Some observers have described Lufthansa Group as taking a carrot-and-stick approach between the perks and the surcharge.
“For me, it’s not a carrot-and-stick logic,” Goudarzi Pour said. “Our attractive portfolio of NDC Smart Offers is just a carrot, something that the customer will be willing to pay for.”
Some skeptics have said Lufthansa Group talks about offering unique content in its direct channels but that, in fact, it puts nothing special there.
“In the end, we will never win on cost,” Goudarzi Pour said. “We will only win on content… Take an example from Covid times: We offered a “bring me home” guarantee [which, for a few months, in the case of a travel warning or a significant deterioration of the coronavirus pandemic at a destination, would cover the cost of repatriation to Germany, Austria, or Switzerland]. We delivered this insurance component as one offer of many via our NDC channels.”
Addressing Agency Concerns
When travel agencies book via Lufthansa Group’s direct connections, they don’t receive the customary incentives offered by Amadeus, Sabre, and Travelport. So some agencies have said they feel that Lufthansa Group and its copycats are trying to squeeze and reduce the commissions and margins they need to do business. They also complain about the costs and time it takes to adopt the new system.
“Obviously, there’s an initial tech development, but we have tech funds where we support agencies that want to do the next steps,” Goudarzi Pour said. “We say, ‘Do it now, don’t wait.’ Particularly in Covid times, the tech advantage that will play out in content and customer satisfaction are key. About 4,500 agencies have done it. We get good feedback about our key account managers being close to those partners and helping them.”

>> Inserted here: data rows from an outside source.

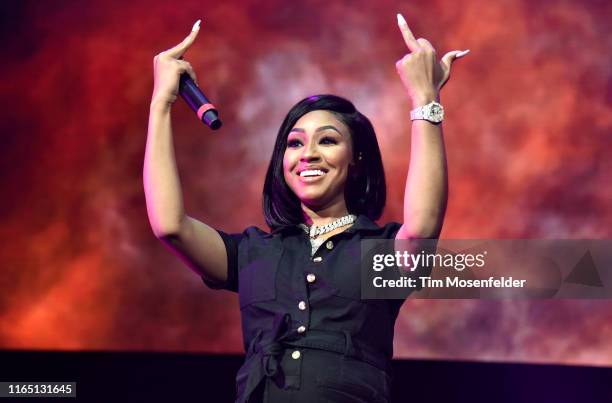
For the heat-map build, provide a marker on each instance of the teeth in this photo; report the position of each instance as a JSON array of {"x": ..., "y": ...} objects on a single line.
[{"x": 312, "y": 172}]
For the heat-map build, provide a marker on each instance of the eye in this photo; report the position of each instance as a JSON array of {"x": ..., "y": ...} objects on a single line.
[
  {"x": 329, "y": 140},
  {"x": 293, "y": 143}
]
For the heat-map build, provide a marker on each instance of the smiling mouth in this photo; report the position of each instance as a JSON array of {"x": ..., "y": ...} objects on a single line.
[{"x": 311, "y": 175}]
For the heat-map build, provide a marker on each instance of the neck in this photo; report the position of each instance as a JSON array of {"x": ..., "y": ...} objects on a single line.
[{"x": 324, "y": 215}]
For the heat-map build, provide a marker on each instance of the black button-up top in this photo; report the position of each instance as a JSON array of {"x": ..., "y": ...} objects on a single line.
[{"x": 289, "y": 297}]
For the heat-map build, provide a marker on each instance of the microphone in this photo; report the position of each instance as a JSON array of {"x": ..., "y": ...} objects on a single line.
[{"x": 198, "y": 102}]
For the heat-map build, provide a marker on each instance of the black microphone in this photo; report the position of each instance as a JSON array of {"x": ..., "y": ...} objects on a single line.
[{"x": 198, "y": 102}]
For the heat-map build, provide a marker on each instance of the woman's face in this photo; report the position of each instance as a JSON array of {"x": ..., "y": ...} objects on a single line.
[{"x": 316, "y": 161}]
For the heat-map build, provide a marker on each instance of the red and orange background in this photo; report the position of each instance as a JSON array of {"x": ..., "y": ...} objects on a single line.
[{"x": 528, "y": 133}]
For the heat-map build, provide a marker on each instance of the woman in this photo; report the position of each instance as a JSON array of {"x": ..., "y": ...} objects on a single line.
[{"x": 308, "y": 335}]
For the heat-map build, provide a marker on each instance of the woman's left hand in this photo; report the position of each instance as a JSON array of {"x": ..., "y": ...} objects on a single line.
[{"x": 421, "y": 72}]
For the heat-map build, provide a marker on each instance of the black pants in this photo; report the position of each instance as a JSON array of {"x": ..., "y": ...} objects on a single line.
[{"x": 323, "y": 376}]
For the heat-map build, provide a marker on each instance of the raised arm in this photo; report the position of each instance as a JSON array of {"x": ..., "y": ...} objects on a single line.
[
  {"x": 199, "y": 246},
  {"x": 426, "y": 190}
]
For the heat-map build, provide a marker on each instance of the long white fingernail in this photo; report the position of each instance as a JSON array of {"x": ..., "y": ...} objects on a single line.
[
  {"x": 400, "y": 19},
  {"x": 196, "y": 26}
]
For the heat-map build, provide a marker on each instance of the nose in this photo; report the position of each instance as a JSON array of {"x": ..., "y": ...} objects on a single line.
[{"x": 310, "y": 152}]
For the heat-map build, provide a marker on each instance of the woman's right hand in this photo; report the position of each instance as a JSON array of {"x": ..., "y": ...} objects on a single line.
[{"x": 168, "y": 67}]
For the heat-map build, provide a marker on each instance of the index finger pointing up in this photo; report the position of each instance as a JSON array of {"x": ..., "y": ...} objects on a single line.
[
  {"x": 411, "y": 42},
  {"x": 182, "y": 47}
]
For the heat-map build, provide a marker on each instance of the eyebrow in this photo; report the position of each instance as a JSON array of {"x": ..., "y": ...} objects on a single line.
[{"x": 320, "y": 129}]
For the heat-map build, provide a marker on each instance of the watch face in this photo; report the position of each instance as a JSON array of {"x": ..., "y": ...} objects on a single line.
[{"x": 435, "y": 113}]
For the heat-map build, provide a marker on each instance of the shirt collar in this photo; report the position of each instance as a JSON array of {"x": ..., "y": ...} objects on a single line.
[{"x": 363, "y": 222}]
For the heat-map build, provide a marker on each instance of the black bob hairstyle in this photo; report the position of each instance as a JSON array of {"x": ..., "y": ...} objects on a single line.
[{"x": 365, "y": 190}]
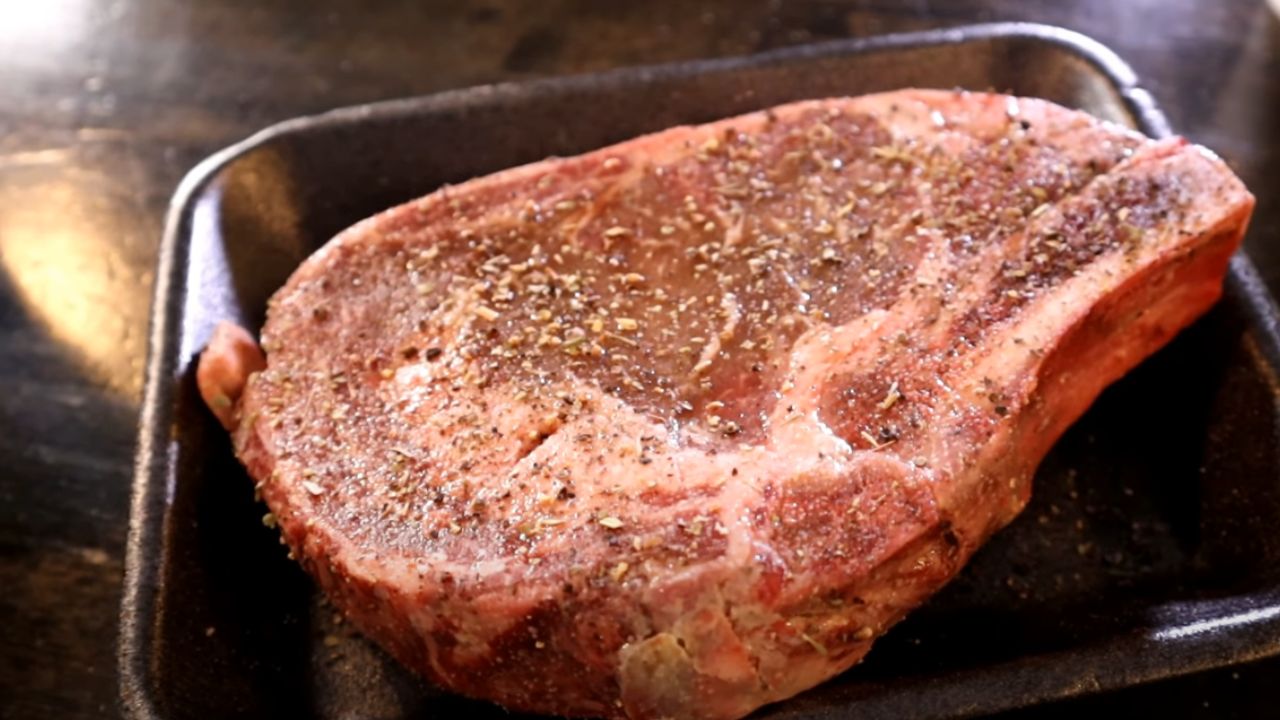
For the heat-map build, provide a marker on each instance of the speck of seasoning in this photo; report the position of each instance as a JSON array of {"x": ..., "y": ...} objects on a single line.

“Also, we have volume agreements with agencies… for certain players in the market,” Goudarzi Pour said. “In Covid times, at a time when there was an undue workload for agencies, we gave out an extra lump sum amount for every rebooking that agency was doing for us as we knew this was a lot of work and was a shared burden.”
Some agencies have said that servicing tickets booked via Lufthansa’s preferred channels is more complicated than through the traditional way via Amadeus, Sabre, and Travelport.
“On the corporate side where the whole end-to-end value chain is complex, we’ve identified nine processes, including servicing, that we have solutions for as discussed in IATA [International Air Transport Association] meetings,” Goudarzi Pour said. “We need industry standards established where possible, or at a minimum, joint agreements. But we at Lufthansa Group have a solution at hand for all the processes that TMCs [travel management companies] or intermediary see as challenges.”
Overall, Lufthansa Group said it feels pride in what it has accomplished so far.
“In the last five years, we have been very steady in our policy,” Goudarzi Pour said. “We never back-tracked on it, and we fulfilled what we promised.”
“One of the messages we have from top management is to look, of course, at horizontal partnerships with other airlines, but we very much will increasingly look at vertical axes of partnership,” Goudarzi Pour said. “That will be a key focus for us in the next years. This includes all stakeholders in the industry.”